Making money in the market is also about taking chances based on exhaustive research. Always keep some cash in your account for those opportunities that need a little more capital and don't be afraid to act when you believe that your research is pointing to a real winner.
4. Prince Alwaleed Bin Talal: Patience Is Key
You may have never heard of Prince Alwaleed Bin Talal, but he's well known in the investing world. An investor from Saudi Arabia, he founded the Kingdom Holding Company later made a major bet on Citigroup (C) predecessor Citicorp in the early 1990s, becoming the bank's largest shareholder.
In addition to that, he's also made investments in Twitter (TWTR) and Snap (SNAP). His patience was tested during the Great Recession when many of his investments took a hit.

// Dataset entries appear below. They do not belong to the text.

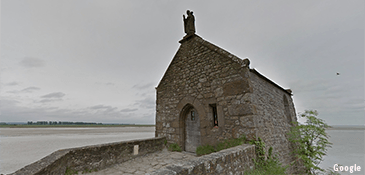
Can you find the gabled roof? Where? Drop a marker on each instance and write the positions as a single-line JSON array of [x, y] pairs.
[[224, 53]]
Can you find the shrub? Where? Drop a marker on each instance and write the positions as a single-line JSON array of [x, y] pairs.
[[174, 147], [265, 165], [311, 141]]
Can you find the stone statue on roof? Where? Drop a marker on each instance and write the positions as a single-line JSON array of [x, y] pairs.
[[189, 26]]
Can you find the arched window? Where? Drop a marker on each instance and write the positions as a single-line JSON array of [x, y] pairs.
[[287, 110]]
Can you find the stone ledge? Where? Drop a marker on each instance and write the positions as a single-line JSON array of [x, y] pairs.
[[234, 160], [91, 157]]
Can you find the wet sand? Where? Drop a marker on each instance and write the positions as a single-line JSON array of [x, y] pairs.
[[22, 146]]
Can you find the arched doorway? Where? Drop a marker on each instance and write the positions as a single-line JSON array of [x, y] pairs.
[[191, 129]]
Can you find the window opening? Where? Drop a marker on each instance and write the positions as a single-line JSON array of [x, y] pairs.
[[192, 115], [215, 116]]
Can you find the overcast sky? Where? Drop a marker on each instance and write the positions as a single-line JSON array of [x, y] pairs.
[[100, 60]]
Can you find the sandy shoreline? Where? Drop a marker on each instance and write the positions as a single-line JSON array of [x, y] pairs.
[[13, 132]]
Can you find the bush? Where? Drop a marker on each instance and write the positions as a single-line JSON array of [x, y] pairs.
[[265, 165], [311, 141], [207, 149], [174, 147]]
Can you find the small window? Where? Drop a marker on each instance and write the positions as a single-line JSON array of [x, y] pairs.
[[215, 116]]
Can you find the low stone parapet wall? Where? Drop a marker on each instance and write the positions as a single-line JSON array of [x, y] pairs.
[[94, 157], [234, 160]]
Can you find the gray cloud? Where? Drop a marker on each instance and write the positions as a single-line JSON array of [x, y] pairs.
[[26, 90], [54, 95], [12, 83], [143, 86], [106, 84], [50, 100], [128, 110], [31, 62], [147, 103]]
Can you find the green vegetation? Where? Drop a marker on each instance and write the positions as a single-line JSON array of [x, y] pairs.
[[70, 171], [207, 149], [265, 165], [311, 141], [174, 147], [89, 171]]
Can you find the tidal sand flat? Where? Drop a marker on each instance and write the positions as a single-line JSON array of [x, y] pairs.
[[22, 146]]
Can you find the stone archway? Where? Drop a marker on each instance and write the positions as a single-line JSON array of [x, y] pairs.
[[183, 106], [191, 120]]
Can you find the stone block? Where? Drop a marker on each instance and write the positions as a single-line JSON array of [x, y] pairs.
[[240, 109]]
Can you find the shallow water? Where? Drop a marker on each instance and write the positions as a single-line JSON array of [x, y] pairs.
[[348, 149], [22, 146]]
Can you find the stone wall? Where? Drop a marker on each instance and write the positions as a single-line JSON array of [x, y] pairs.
[[273, 118], [234, 160], [92, 157], [202, 74]]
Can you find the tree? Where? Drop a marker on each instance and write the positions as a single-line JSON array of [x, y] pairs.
[[311, 141]]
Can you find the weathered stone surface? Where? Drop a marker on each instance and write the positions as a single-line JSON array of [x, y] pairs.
[[240, 109], [234, 160], [91, 157], [237, 87], [203, 75]]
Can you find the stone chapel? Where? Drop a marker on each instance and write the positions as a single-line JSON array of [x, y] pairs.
[[208, 95]]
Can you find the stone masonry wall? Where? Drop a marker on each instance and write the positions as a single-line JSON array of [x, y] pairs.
[[234, 160], [91, 157], [271, 119], [202, 74]]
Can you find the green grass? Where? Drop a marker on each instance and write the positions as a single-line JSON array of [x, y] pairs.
[[207, 149], [70, 171], [174, 147]]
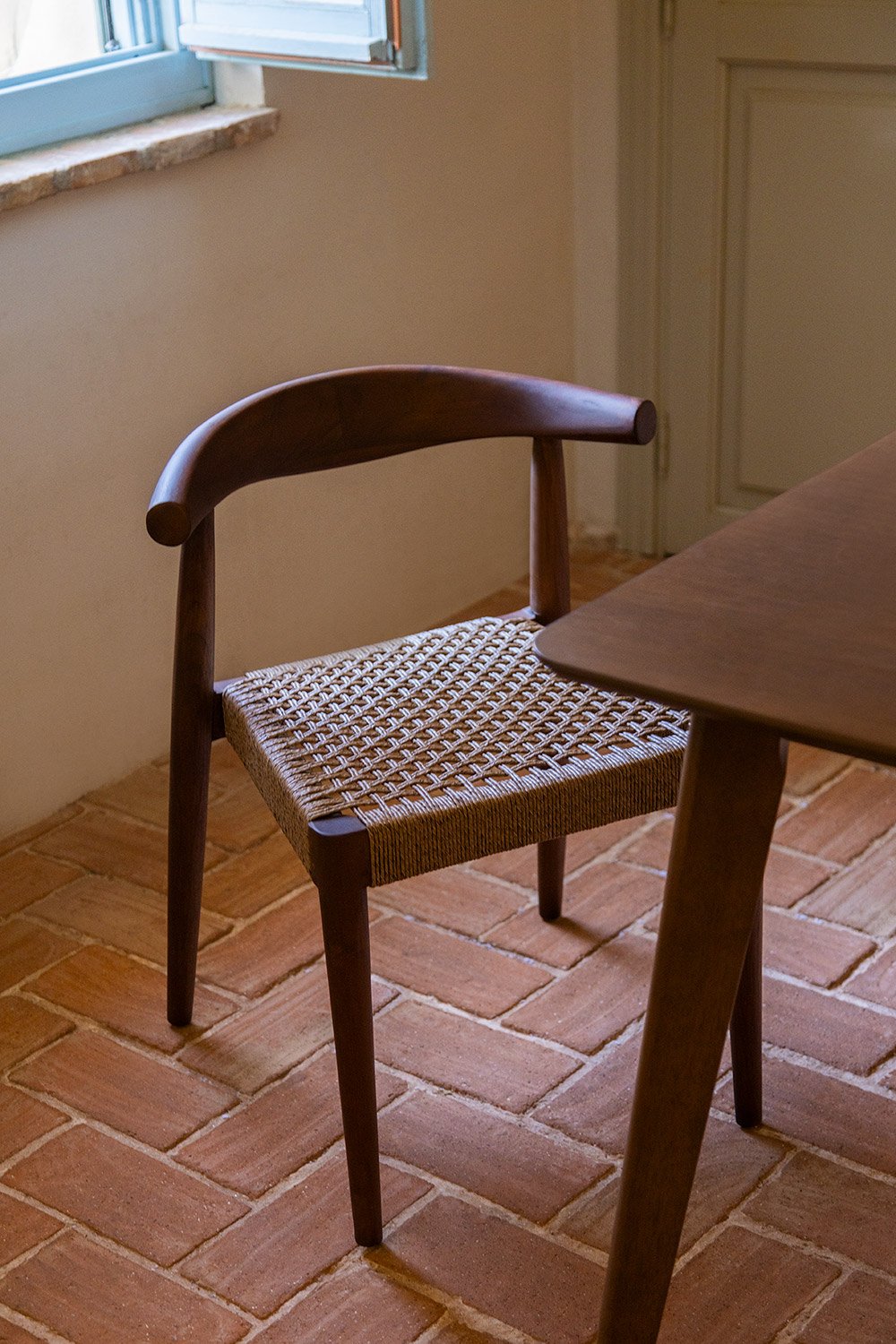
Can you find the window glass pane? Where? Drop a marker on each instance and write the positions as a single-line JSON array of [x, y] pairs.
[[40, 35]]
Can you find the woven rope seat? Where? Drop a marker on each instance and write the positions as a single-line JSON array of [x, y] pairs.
[[449, 745]]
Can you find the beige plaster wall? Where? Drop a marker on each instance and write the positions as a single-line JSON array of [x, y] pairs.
[[595, 268], [384, 222]]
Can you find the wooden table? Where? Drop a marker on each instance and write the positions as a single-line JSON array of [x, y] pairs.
[[780, 626]]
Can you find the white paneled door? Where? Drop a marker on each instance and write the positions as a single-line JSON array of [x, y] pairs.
[[780, 265]]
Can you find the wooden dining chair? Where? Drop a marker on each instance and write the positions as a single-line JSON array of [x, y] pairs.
[[422, 752]]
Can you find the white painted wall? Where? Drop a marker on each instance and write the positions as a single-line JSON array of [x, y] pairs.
[[386, 220]]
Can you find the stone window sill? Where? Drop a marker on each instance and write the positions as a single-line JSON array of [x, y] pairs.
[[150, 145]]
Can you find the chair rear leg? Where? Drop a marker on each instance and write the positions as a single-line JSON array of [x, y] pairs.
[[187, 814], [339, 865], [745, 1032], [551, 855]]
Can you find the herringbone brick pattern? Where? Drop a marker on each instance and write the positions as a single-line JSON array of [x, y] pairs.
[[161, 1185]]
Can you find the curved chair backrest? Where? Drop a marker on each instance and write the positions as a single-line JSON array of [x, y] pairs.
[[360, 414]]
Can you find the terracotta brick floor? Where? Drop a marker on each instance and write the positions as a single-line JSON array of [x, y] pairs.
[[163, 1185]]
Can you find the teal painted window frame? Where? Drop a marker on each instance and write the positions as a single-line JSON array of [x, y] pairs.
[[117, 89], [358, 37]]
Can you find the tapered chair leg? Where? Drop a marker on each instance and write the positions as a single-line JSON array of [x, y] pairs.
[[551, 855], [191, 738], [188, 806], [745, 1032], [729, 789], [340, 866]]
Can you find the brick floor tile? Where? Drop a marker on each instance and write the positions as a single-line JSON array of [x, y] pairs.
[[16, 839], [597, 906], [500, 1269], [860, 1312], [650, 849], [731, 1164], [817, 1024], [452, 898], [128, 917], [522, 1169], [281, 1131], [809, 768], [247, 882], [359, 1304], [268, 1039], [460, 1054], [142, 795], [877, 984], [126, 996], [26, 948], [24, 1029], [11, 1333], [844, 820], [124, 1193], [828, 1113], [863, 895], [788, 879], [831, 1206], [595, 1107], [455, 1332], [742, 1289], [460, 972], [27, 876], [239, 817], [812, 952], [126, 1090], [289, 1242], [520, 866], [93, 1296], [595, 1000], [23, 1120], [597, 1104], [116, 846], [22, 1228], [257, 956], [790, 876]]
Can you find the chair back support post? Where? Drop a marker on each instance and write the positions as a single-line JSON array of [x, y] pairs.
[[548, 532], [191, 738], [193, 693]]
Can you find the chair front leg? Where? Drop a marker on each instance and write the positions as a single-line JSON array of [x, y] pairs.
[[551, 857], [340, 867]]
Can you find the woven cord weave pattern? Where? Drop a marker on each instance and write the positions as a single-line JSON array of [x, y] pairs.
[[449, 745]]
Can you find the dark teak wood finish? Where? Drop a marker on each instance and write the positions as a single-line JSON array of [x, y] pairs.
[[780, 626], [311, 425]]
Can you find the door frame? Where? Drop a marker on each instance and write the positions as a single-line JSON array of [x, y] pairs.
[[643, 109]]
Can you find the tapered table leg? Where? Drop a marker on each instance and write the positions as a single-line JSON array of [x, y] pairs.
[[729, 790]]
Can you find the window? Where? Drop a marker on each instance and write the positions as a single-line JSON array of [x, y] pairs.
[[375, 37], [74, 67]]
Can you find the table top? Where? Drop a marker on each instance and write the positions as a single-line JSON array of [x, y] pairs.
[[786, 617]]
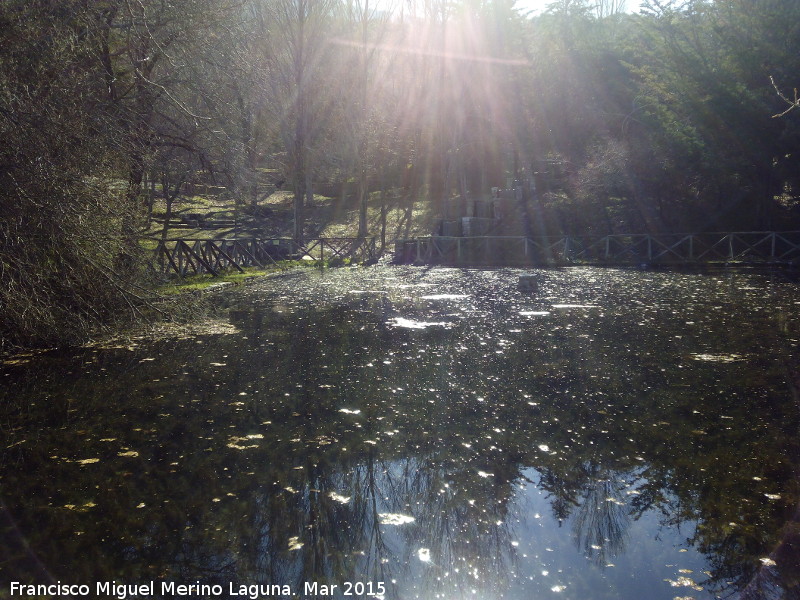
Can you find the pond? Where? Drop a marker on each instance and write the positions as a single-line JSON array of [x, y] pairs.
[[430, 433]]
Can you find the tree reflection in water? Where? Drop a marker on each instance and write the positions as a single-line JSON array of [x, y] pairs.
[[325, 442]]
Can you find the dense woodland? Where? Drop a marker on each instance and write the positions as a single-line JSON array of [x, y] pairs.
[[678, 118]]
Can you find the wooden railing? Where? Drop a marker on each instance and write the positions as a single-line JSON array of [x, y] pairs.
[[211, 256], [758, 246]]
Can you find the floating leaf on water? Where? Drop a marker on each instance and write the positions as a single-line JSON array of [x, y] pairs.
[[338, 498], [723, 358], [445, 297], [685, 582], [410, 324], [575, 306], [395, 519]]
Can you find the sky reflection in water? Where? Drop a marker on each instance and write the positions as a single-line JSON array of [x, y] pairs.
[[618, 434]]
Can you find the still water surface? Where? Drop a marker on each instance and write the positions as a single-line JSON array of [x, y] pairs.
[[617, 434]]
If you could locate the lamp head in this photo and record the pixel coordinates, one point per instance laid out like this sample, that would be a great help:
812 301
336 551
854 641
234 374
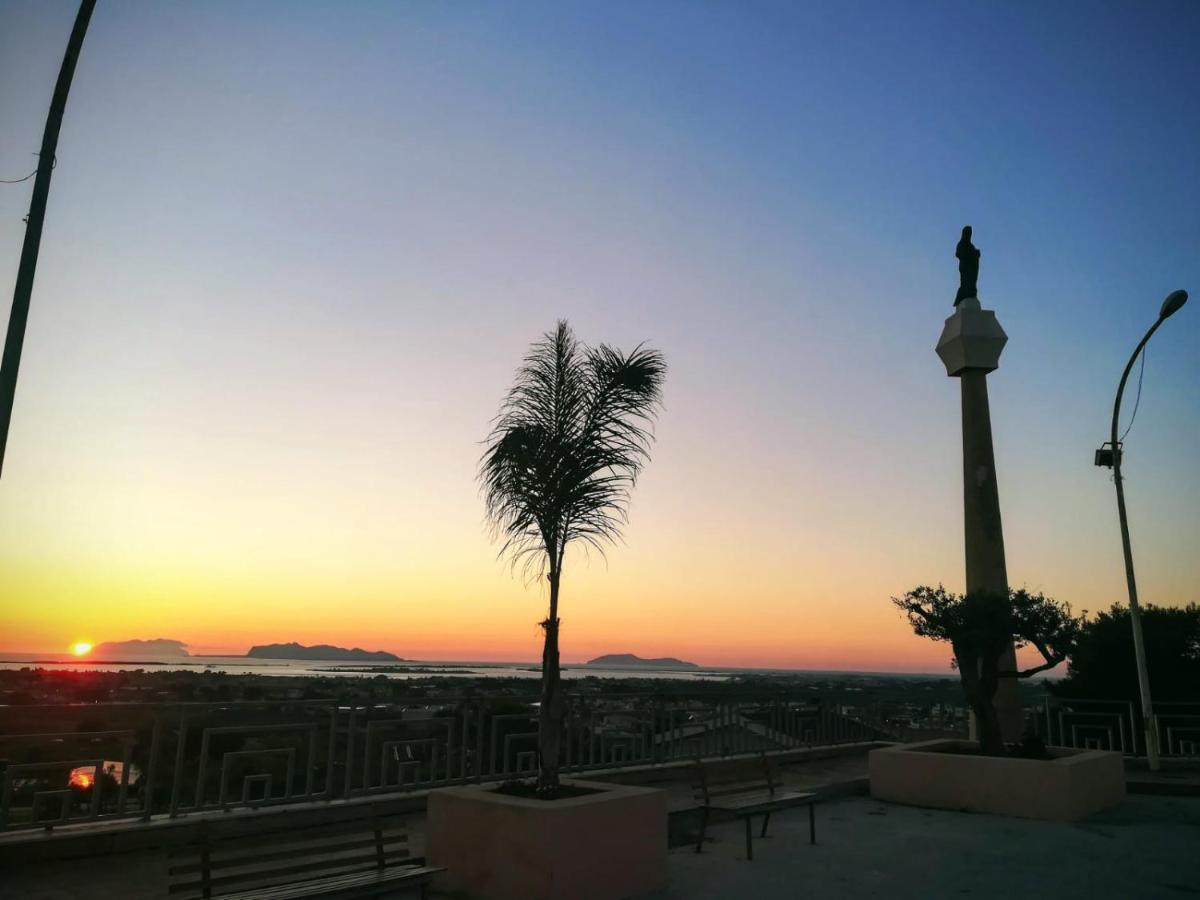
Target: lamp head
1173 303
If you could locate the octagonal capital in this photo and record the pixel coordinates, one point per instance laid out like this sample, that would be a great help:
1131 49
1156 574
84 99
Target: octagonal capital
971 340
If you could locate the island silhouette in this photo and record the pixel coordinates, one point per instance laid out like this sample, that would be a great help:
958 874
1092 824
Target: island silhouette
629 660
323 652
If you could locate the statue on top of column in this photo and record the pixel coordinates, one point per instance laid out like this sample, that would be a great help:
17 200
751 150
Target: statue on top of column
967 255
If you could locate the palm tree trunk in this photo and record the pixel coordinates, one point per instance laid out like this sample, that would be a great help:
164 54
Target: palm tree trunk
550 720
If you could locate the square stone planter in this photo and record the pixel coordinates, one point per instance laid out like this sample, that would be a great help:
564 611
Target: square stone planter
931 773
601 846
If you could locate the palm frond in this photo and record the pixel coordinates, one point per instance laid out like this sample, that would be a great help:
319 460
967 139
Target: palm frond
573 435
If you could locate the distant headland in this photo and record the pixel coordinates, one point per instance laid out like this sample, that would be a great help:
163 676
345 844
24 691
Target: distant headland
628 660
153 648
321 652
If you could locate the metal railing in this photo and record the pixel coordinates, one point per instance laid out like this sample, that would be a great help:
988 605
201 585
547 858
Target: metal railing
61 765
1092 724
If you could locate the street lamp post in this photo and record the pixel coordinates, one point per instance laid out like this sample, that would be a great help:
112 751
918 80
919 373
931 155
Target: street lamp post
15 339
1113 457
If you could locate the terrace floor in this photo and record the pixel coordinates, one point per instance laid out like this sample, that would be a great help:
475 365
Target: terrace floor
1146 847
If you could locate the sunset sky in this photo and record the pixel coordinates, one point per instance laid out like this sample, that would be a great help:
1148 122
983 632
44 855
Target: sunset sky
294 252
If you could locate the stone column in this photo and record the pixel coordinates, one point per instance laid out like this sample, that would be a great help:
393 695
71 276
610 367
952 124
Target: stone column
971 343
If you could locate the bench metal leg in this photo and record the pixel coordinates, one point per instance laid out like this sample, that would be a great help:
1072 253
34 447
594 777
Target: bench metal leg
703 826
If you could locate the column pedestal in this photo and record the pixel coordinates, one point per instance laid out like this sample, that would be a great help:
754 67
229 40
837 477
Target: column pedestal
970 347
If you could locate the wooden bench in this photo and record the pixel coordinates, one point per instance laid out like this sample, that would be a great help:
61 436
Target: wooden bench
357 853
747 795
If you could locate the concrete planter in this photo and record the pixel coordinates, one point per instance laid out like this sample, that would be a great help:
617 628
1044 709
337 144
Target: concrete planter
601 846
1073 785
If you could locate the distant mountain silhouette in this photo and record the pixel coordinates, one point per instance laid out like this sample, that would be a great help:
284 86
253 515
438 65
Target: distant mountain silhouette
139 649
321 652
628 660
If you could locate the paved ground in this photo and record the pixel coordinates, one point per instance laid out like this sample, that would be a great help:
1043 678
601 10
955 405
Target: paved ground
1146 847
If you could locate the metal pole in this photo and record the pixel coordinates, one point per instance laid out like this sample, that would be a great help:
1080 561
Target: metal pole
24 288
1147 709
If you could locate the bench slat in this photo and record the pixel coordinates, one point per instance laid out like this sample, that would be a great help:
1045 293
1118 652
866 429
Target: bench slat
327 886
395 845
282 827
757 803
363 863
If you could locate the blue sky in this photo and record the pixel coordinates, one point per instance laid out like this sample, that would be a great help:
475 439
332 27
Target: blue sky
294 251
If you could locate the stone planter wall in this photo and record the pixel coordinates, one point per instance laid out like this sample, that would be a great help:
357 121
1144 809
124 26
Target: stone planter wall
603 846
1073 785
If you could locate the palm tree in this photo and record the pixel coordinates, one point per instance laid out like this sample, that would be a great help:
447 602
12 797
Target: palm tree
567 448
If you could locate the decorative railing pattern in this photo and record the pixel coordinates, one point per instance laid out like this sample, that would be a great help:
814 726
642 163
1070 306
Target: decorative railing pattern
1090 724
57 767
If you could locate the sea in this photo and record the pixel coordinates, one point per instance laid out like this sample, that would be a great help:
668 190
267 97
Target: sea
406 669
402 670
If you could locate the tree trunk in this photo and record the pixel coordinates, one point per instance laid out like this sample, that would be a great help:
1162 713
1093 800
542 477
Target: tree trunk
550 720
979 682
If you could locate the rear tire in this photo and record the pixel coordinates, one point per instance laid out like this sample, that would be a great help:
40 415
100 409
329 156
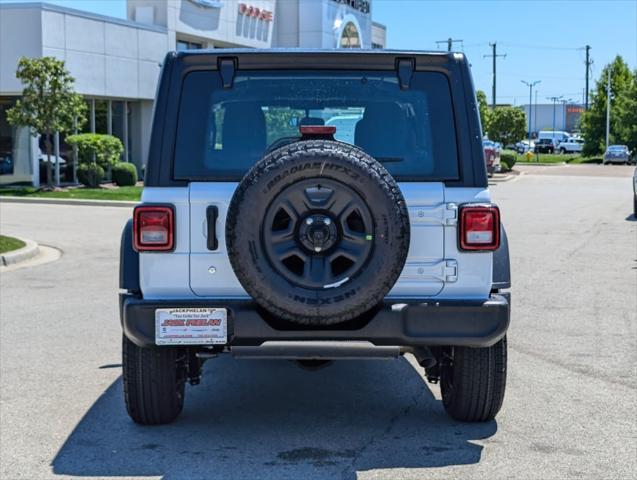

"I'm a long-termer. I'm not a seller." —Prince Alwaleed Bin Talal
When others have sold, notably when Citi was under heavy pressure in the late 1990s, Prince Alwaleed Bin Talal did what many of the best investors do to amass their riches: hold their investments. Investors that have strong convictions and have done the research are able to hold for long periods of time, riding out rocky market events.
5. Carl Icahn: Be Wary
Carl Icahn is an activist investor and modern-day corporate raider, buying large stakes in companies and attempting to get voting rights to increase shareholder value. Some of his holdings have included Time Warner, Yahoo, Clorox, and Blockbuster Video.
One of Icahn's biggest rules is that when investing you shouldn't take anything personally. Icahn has made his fair share of enemies over the years, but investors shouldn't take his advice strictly in terms of interpersonal relationships. How many times in your investing past have you read an article, watched a news report, or took a tip from a trusted friend about the next hot stock and lost money?
There is only one piece of advice to act upon: Use your own exhaustive research based on facts (not opinions) obtained from trusted sources. Other advice can be considered and verified, but it shouldn't be the sole reason to commit money.
6. Carlos Slim: Look Ahead
Another of the richest men in the world, Carlos Slim, owns hundreds of companies and has an employee base of more than 250,000. Slim notes that one of the greatest opportunities for investment is for addressing poverty in Mexico and Latin America.
Successful investors don't look at what's happening now. Instead, by studying the momentum of a company or an entire economy and how it interacts with its competitors, they invest now for what will happen later. They are always forward-thinking.
If you're looking at now or trying to jump on the bandwagon of an investment that has already had short-term gains, you've probably missed the big move. Try to find the next big winner, but always anchor your portfolio with great companies that have a long track record of steady growth.
The Bottom Line
There's a lot to learn from successful investors and their experiences. Each of these investors is known for being students of the markets, as well as leaders. As you begin to apply these rules and commit to following them even when your mind says otherwise, you should do well in the market.